この作品は、現代ダンジョンを舞台にしながら、主人公の美紀が手にした力や幸運を、自分だけのためではなく周囲の人たちにも返していく優しさが魅力の作品だと思います。
小学四年生の頃から成長が止まり、養護院で暮らす美紀は、将来を左右するスキル取得でハズレ扱いされる刻印魔法を得てしまいます。ところが、転生したちび白猫のメグと小さな赤ちゃんのジョーとの出会いによって、その力が思いもよらない可能性を持っていることが分かっていきます。
特に初めてのダンジョン探索では、美紀の刻印魔法、メグの知識、ジョーの情報板が互いの弱点を補いながら機能していくのが面白く、三人で試行錯誤しながら冒険している感覚がしっかりと伝わってきました。危険な場面でも三人のやり取りが可愛らしく、緊張感とほのぼのした雰囲気が自然に両立しています。
また印象的だったのが、探索で得たお金や魔道具を使って、病気の院長先生を何とか助けようとする展開です。自分自身も決して恵まれた境遇ではない美紀が、自分を育ててくれた人のためには迷わず動く姿から、この主人公の根本にある優しさが伝わってきました。
単なるハズレスキルからの無双ものではなく、力を得た主人公が「その力を何のために使うのか」まで丁寧に描いているところが、この作品ならではの温かさだと思います。

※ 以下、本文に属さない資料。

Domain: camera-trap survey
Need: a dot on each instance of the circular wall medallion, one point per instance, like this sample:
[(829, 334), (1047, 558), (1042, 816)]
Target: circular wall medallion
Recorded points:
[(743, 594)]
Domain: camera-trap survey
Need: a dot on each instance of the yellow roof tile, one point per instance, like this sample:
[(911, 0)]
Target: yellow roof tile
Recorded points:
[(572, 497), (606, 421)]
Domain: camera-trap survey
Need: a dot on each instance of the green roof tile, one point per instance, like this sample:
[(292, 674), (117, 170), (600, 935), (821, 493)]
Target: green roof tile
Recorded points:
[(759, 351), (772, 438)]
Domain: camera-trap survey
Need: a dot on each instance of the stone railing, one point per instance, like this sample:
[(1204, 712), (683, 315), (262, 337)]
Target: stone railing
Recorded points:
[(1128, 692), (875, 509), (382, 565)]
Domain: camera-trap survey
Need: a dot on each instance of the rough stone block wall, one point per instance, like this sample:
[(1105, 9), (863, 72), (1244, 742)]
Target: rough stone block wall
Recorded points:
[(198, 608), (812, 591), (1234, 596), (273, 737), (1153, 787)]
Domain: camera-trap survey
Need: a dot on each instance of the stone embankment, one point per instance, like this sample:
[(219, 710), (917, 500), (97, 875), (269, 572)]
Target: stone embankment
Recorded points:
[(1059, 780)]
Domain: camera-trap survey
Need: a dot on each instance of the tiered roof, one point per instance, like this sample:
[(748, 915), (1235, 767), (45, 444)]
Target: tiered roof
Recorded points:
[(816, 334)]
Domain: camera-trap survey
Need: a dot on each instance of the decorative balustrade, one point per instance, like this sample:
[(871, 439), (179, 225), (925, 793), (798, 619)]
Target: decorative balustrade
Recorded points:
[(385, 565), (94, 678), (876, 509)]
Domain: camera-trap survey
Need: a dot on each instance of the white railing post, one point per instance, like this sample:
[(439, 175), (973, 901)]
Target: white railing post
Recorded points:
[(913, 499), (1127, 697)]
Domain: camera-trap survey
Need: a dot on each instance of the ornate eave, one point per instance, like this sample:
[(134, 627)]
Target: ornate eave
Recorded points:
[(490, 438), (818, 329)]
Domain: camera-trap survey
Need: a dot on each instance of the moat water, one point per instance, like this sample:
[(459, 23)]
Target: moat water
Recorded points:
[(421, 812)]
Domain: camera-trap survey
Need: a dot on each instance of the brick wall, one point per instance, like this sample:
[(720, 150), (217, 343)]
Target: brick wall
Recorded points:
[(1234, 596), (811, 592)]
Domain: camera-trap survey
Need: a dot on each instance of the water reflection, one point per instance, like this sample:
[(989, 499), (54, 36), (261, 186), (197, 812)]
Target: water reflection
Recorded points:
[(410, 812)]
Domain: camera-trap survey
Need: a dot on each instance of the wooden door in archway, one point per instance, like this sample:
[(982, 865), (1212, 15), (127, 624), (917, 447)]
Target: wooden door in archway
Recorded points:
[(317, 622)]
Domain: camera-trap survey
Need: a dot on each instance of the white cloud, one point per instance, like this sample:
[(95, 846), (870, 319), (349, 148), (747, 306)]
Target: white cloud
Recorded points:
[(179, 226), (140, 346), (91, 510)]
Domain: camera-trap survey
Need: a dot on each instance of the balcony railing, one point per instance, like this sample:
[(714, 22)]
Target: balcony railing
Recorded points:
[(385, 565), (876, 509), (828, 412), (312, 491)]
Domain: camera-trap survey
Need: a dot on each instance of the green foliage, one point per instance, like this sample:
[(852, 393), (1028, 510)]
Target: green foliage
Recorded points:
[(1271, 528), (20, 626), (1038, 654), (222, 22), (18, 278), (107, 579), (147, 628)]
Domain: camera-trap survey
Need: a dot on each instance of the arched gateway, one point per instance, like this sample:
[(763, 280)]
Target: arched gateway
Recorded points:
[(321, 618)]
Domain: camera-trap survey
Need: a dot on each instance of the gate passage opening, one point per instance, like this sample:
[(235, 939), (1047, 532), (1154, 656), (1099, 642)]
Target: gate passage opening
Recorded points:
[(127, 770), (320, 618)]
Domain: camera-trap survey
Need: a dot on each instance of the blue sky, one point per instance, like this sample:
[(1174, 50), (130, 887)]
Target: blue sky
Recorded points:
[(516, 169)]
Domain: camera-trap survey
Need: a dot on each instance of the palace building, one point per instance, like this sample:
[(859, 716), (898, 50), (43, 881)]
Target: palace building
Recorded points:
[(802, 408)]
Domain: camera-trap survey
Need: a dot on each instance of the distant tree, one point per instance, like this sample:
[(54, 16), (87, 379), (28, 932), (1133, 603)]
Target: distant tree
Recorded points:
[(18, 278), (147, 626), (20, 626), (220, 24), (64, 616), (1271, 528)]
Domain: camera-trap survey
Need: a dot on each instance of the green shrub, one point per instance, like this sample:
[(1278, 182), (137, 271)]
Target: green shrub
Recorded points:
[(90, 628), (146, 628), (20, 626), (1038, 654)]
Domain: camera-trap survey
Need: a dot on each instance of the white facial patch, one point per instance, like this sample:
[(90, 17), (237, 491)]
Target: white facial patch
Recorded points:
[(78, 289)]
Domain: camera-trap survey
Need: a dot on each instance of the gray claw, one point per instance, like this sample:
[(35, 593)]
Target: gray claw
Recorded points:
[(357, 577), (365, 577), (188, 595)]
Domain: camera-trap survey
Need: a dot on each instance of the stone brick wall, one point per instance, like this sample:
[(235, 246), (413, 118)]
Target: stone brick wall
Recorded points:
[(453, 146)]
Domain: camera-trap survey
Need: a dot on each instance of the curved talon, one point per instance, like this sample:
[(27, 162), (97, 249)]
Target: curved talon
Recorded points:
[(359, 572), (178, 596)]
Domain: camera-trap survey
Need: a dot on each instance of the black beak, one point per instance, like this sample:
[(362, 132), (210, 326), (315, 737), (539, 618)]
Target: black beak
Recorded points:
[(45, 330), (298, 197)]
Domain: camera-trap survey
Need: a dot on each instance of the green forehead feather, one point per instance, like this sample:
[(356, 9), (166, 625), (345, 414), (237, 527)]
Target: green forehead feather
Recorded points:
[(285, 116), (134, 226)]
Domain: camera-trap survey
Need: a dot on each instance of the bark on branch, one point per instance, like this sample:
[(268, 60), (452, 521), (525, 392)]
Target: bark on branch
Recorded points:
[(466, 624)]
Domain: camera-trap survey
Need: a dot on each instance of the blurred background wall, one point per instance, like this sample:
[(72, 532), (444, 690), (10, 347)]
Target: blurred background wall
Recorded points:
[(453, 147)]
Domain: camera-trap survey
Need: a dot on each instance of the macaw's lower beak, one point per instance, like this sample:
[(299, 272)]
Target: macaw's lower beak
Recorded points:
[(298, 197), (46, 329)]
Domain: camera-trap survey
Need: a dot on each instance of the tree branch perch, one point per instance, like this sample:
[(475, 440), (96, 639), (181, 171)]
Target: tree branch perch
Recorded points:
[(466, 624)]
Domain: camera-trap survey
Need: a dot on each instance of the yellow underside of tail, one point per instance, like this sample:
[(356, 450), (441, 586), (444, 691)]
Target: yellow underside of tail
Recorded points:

序盤までの紹介となりますが、美紀とメグ、ジョーの三人がこれからどんな冒険を重ね、どんな幸せを手にしていくのか、これからも追いかけて行きたいと思います。
かわいい白猫と赤ちゃんに癒されるのに、やっていることは結構危険な現代ダンジョン探索で、そのギャップがとても楽しい作品です。
美紀ちゃんの語りが柔らかく、孤児院での生活や進路への不安など、決して軽くない背景があるのに、空気がずっと優しいんですよね。
メグちゃんとジョーちゃんとのやり取りも本当に可愛くて、気づけば三人組の冒険をずっと見守りたくなっていました。
特に「初ダンジョン」で、臭すぎて即脱出する流れと、そこからの“影うつちみの術”には思わず笑ってしまいました。
ほのぼのした空気と、ダンジョン世界のワクワク感のバランスがいいです。
これから三人がどう成長していくのか、続きを楽しみに追わせていただきます。